21 APR, 2023 • Europees nieuws
Wat de EU-China reset voor bedrijven betekent
Naar aanleiding van het bezoek van Europese Commissievoorzitter Ursula von der Leyen en de Franse president Emmanuel Macron vroeg Kantoor Brussel van VNO-NCW en MKB-Nederland Maaike Okano-Heijmans en Sense Hofstede van Instituut Clingendael wat de huidige stand van zaken in de relatie tussen de EU en China betekent voor het bedrijfsleven. Maaike Okano-Heijmans is senior onderzoeker en programmahoofd ‘Geopolitiek van Technologie en Digitalisering’ op Instituut Clingendael in Den Haag. Sense Hofstede is onderzoeker bij het Chinacentrum van het Instituut Clingendael.
Door Maaike Okano-Heijmans en Sense Hofstede, Instituut Clingendael
De toespraak van Europese Commissievoorzitter Ursula von der Leyen op 30 maart jl. was een mijlpaal: een uitwerking van de kritischere lijn die de Commissie en veel Europese lidstaten wensen te voeren ten opzichte van China. Kort daarna ondermijnde de Franse President Emmanuel Macron de Europese eensgezindheid. Zijn staatsbezoek met een handelsdelegatie aan het land en de opmerking waarin hij de handen van Taiwan leek af te trekken, waren ouderwets economisch opportunistisch.
Macron spreekt ook graag over een zelfstandigere koers van de EU: strategische autonomie. Ten opzichte van China is dat logisch en wenselijk. De EU en de lidstaten moeten afhankelijkheden en kwetsbaarheden verminderen. Dat is duidelijk gezien het Chinese streven naar zelfvoorzienendheid en de bereidheid van President Xi Jinping om handelsrelaties te gebruiken als economisch drukmiddel. Ook ten opzichte van de Verenigde Staten is meer Europees handelingsvermogen wenselijk. Zelfs de Democratische President Joe Biden voert beleid dat lang niet altijd gunstig is voor Europa.
Maar de EU als onafhankelijke derde pool is momenteel onrealistisch. Daarvoor zijn de kwetsbaarheden in de relatie met China en de VS nog te groot.
Europese bedrijven zijn dus niet geholpen wanneer Europese leiders als Macron, evenals eerder de Duitse bondskanselier Olaf Scholz met zware handelsdelegaties naar Peking afreizen.

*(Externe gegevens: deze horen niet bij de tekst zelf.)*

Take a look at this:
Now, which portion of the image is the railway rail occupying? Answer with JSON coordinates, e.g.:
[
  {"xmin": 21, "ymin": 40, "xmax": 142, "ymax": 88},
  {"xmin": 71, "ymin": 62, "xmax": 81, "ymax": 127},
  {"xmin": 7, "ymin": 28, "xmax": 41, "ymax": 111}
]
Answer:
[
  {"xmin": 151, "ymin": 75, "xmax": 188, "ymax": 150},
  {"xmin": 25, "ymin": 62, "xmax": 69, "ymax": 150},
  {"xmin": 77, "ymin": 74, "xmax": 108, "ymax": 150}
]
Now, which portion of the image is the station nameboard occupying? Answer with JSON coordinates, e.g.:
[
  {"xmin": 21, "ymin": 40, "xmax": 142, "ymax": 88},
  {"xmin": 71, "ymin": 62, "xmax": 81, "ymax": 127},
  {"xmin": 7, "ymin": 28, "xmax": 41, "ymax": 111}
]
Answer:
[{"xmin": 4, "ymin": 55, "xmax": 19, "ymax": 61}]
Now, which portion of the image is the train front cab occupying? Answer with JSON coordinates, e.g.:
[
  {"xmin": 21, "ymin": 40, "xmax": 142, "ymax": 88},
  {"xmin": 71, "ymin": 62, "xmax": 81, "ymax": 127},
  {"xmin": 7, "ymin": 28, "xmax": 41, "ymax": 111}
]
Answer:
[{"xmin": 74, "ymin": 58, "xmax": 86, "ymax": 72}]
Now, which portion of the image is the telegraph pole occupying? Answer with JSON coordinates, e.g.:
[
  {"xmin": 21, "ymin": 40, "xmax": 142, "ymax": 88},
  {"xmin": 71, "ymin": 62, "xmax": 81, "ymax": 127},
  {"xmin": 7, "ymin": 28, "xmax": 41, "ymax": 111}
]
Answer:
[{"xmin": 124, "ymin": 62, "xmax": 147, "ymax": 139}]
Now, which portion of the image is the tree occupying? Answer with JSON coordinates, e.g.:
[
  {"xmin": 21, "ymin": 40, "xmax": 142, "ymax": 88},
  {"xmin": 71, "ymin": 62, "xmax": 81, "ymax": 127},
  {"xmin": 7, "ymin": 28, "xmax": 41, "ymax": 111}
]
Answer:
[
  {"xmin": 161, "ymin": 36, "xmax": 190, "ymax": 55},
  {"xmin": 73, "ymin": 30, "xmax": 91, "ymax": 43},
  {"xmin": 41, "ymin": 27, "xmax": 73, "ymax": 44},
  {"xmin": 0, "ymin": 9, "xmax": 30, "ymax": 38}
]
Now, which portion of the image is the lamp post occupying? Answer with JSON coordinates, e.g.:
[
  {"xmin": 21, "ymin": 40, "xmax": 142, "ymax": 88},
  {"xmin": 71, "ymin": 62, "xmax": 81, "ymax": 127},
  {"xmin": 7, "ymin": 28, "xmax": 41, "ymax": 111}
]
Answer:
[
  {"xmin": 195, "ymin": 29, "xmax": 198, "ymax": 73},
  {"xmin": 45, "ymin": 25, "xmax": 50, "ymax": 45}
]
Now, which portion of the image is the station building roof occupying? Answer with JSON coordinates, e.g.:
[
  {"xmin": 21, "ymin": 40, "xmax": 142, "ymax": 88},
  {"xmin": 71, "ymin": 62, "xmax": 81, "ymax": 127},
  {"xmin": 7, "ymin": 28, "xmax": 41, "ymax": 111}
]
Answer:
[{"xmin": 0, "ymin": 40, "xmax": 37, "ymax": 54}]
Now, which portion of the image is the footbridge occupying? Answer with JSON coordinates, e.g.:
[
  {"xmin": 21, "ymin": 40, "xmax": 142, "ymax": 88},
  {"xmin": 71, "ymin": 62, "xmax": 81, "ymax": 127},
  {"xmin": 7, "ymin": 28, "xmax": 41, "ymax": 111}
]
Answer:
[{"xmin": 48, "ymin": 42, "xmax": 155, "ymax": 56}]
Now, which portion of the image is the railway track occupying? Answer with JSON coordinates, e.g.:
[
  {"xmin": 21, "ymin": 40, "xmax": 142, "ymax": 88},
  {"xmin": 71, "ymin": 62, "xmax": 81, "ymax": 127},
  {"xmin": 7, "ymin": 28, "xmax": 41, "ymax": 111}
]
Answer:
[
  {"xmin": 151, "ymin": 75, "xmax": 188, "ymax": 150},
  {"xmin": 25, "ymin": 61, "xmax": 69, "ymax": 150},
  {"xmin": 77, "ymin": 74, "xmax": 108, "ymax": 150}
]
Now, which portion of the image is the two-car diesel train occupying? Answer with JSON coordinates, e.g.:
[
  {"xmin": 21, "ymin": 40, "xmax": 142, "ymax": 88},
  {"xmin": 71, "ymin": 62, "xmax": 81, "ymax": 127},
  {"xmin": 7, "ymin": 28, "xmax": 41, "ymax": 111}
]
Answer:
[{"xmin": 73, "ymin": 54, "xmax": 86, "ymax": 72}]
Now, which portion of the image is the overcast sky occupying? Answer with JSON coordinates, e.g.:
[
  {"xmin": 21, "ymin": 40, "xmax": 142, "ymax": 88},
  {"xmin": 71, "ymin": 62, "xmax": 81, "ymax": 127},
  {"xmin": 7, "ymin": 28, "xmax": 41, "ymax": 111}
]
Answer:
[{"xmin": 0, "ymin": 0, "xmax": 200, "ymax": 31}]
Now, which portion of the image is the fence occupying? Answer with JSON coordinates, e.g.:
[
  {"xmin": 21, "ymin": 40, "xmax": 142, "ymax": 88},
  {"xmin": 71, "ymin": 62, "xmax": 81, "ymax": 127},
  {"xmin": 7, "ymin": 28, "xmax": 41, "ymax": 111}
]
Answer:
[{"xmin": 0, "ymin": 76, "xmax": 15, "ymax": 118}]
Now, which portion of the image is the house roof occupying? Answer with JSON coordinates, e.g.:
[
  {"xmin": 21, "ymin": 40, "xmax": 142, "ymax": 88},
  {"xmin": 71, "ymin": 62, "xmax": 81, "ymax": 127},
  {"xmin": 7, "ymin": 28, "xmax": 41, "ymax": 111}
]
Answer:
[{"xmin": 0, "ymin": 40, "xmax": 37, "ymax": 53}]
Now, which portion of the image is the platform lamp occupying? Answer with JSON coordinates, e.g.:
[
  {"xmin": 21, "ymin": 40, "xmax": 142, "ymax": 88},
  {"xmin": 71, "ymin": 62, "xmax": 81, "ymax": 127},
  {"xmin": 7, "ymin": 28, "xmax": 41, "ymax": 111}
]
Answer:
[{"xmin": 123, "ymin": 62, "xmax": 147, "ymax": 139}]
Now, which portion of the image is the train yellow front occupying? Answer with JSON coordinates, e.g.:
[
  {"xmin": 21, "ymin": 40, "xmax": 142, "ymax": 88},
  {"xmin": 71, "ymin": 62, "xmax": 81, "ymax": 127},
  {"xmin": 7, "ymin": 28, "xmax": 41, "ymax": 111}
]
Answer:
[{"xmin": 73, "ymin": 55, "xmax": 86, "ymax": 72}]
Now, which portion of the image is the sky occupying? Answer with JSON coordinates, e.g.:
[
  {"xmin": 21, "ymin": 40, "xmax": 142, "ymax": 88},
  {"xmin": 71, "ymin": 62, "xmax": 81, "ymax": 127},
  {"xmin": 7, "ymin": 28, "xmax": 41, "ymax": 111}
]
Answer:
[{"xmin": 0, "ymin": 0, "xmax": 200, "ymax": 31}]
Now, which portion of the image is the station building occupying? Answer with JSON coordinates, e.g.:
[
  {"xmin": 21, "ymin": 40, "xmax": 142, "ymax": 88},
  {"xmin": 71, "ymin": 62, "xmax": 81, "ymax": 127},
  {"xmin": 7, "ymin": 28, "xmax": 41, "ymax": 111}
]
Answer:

Door opzichtig nationale economische belangen na te streven, ondermijnen ze de geloofwaardigheid in Peking van hun eigen politieke boodschappen en die van de Europese Commissie.
Gebrekkige politieke eenheid vergroot de onzekerheid voor het Europese bedrijfsleven. China wordt gesterkt in het idee dat selectieve voordelen aan specifieke lidstaten effect sorteren. Dat maakt het concurrentievermogen van bedrijven afhankelijker van een “wedstrijdje Peking plezieren” tussen de EU-lidstaten, en van de gunsten van Peking in bredere zin.
Ook de scheve ogen in Washington over Macrons interpretatie van strategische autonomie en zijn uitspraak over Taiwan doen Europese bedrijven geen goed. Juist nu de VS zwaar inzet op industriepolitiek, kleven er zakelijke risico’s aan een Europa dat soeverein zegt te willen zijn, maar daar feitelijk nog niet toe in staat is.
Nu het conflict tussen de VS en China toeneemt en de EU niet eenduidig is in woord en daad, doen bedrijven er goed aan zich schrap te zetten voor groeiende onzekerheid. China’s toorn kan zich plots richten op sectoren of landen die de Partij om politieke redenen opportuun acht. Dat bleek wel uit beperkingen van import van onder meer wijn en gerst uit Australië, en in algemene zin importen uit Litouwen. Druk van de VS is voorspelbaarder en gerichter, op vooral technologisch hoogwaardige bedrijven.
Voor alle bedrijven geldt dat meer geopolitiek bewustzijn een vereiste is voor gezonde bedrijfsvoering. Zoals de Duitse industriebond BDI en de Europese Kamer van Koophandel in China recent ook stelden, is het tijdperk van eenzijdige focus op economische efficiëntie voorbij. Daarvoor in de plaats is economische veiligheid gekomen – in Japan al bij wetgeving opgelegd aan bedrijven. Weg uit China is daarbij niet de boodschap. Wel wat Von der Leyen ‘de-risking’ noemt: diversificatie van een eenzijdige focus op China, en geopolitieke hygiëne in bedrijfsvoering.